Fletcher says the non-profit transmission organization's request for more money is exasperating, and comes at a time when the administration has made it clear that Maine needs to put a lid on high energy costs. Despite this, he says ISO's costs just keep swelling.

"The budget has increased 34 percent in just the past four years," Fletcher says. "That's rather alarming when you consider that we really haven't necessarily increased either the population or the amount of electricty we're using, but just the administrative costs and personnel costs are going up at that rate."

According to Fletcher's initial calucations, Maine would be on the hook for about an extra $1 million next year in electricty costs to help cover ISO's budget request for 2013. While that bill would be split among thousands of businesses and consumers, and ratepayers would not see much of a jump on their bills, Fletcher says the costs do add up over time.
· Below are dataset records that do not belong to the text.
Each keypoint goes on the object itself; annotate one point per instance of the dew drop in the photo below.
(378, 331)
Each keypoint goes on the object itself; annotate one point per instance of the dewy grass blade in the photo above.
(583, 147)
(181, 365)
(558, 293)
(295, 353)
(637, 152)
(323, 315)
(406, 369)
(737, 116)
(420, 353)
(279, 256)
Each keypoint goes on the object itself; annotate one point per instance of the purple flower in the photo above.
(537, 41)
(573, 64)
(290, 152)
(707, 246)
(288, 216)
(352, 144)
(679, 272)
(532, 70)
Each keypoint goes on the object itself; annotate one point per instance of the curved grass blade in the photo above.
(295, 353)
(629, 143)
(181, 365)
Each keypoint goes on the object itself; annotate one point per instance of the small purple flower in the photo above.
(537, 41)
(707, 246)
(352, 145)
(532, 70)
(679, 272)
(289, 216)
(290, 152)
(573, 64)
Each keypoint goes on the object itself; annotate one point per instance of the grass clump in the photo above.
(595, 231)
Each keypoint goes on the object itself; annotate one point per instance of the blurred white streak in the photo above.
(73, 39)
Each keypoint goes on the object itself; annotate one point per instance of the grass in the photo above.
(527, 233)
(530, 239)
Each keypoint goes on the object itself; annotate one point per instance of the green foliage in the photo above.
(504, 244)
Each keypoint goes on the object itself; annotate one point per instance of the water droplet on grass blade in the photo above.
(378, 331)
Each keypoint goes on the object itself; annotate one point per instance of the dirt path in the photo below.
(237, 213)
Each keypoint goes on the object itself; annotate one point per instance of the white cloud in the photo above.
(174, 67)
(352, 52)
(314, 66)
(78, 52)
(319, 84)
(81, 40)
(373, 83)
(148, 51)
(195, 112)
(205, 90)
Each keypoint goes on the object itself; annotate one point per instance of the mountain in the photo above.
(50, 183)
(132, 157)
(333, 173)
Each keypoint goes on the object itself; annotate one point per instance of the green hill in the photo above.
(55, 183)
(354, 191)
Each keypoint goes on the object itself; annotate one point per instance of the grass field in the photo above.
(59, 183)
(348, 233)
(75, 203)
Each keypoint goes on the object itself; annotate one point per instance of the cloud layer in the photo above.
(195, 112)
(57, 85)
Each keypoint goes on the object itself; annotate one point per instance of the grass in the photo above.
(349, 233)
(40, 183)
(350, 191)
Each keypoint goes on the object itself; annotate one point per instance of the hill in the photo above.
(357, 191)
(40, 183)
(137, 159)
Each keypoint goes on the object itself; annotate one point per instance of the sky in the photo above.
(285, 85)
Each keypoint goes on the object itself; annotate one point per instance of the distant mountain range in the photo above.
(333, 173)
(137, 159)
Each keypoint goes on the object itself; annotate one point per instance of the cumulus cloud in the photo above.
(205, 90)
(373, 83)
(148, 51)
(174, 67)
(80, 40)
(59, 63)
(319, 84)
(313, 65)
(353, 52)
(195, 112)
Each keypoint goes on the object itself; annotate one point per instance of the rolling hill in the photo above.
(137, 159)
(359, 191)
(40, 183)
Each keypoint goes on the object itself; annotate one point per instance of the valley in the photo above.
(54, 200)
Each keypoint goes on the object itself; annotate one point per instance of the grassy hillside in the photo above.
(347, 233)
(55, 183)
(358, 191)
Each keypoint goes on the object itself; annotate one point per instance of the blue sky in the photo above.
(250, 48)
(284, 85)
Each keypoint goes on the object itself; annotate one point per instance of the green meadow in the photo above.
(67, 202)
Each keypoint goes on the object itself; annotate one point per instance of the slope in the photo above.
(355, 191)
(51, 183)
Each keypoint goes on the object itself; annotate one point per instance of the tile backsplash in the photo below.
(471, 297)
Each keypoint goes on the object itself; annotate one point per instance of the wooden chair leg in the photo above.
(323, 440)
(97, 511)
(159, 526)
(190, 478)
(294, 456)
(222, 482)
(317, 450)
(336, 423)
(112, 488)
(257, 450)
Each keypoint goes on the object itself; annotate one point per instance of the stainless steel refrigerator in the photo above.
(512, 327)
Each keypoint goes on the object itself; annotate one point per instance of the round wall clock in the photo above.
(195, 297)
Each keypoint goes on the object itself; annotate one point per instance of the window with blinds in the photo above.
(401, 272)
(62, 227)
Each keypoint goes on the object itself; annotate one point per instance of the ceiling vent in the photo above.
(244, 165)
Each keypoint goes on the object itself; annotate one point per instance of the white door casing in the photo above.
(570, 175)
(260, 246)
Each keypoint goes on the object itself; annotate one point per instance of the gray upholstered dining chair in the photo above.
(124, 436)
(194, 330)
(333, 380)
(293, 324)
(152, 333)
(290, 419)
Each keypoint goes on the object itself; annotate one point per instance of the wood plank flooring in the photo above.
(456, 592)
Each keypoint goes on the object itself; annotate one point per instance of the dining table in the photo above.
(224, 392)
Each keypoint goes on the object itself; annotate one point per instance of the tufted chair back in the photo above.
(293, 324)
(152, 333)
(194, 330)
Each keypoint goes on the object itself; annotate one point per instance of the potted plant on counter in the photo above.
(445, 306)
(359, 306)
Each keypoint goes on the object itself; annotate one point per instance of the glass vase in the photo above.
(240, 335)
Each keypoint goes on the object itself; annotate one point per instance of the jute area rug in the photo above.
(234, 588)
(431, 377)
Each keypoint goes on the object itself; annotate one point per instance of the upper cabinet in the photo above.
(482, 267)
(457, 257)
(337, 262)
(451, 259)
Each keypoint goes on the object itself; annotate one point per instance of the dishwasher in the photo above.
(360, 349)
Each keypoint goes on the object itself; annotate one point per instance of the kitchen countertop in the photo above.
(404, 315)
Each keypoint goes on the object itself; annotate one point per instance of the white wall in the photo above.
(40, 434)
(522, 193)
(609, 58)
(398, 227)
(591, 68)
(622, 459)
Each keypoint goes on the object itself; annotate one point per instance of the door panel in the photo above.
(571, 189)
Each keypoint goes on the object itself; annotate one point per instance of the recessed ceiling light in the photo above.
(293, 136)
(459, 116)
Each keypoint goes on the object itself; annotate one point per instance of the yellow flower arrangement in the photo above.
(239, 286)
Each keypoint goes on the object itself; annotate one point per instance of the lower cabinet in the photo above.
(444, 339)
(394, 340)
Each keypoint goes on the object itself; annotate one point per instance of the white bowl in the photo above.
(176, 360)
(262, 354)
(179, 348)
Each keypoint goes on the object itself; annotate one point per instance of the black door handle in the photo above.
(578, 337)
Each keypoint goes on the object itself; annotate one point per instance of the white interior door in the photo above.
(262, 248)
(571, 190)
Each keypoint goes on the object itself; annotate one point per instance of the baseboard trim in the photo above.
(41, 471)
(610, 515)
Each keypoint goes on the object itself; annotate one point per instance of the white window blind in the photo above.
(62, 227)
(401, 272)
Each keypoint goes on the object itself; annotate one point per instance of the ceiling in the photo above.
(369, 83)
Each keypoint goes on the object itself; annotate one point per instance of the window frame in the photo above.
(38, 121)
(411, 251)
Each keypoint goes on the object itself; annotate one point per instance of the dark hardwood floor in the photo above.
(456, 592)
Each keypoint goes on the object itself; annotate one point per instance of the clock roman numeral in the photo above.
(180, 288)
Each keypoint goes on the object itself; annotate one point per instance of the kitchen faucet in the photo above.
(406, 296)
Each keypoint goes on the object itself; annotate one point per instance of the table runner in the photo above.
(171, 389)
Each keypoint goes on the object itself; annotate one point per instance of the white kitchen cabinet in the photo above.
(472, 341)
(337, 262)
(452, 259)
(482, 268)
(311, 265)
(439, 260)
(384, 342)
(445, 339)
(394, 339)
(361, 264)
He's also concerned that costs for things like grid transmission are not itemized. That means Maine consumers don't always know what they're paying for, or why it costs what it does.

And, it's not just Maine thinking that way either. Other New England states that rely on ISO for grid services are also registering concern. New Hampshire Consumer Advocate Susan Chamberlin says that right now, it appears that no one is scrutinizing ISO's budget requests on the behalf of consumers.

"They've basically said, 'Well, we're hiring new people and we're doing this and we're doing that. And it may be that these are legitimate costs," Chamberlin says. "But without a hearing and an investigation, we have no basis other than their word for it that they are."

The Federal Energy Regulatory Commission is the organization that oversees ISO, but Chamberlin says that FERC hasn't held a budget review since 2006.

Massachusetts-based ISO New England did not return a telephone call seeking comment for this story. But in a written statement to MPBN, the grid operator says its budget process is "transparent" and that state officials do have an opportunity for input.

Ken Fletcher at the state energy office says, so far, ISO has simply ignored state input and done as it pleases. New England states are now asking for a delay in implementing the budget on Jan. 1, and for a process by which states and consumer advocates can have a stake in a yearly budget review process.

The Federal Energy Regulatory Commission will decide whether that happens or not.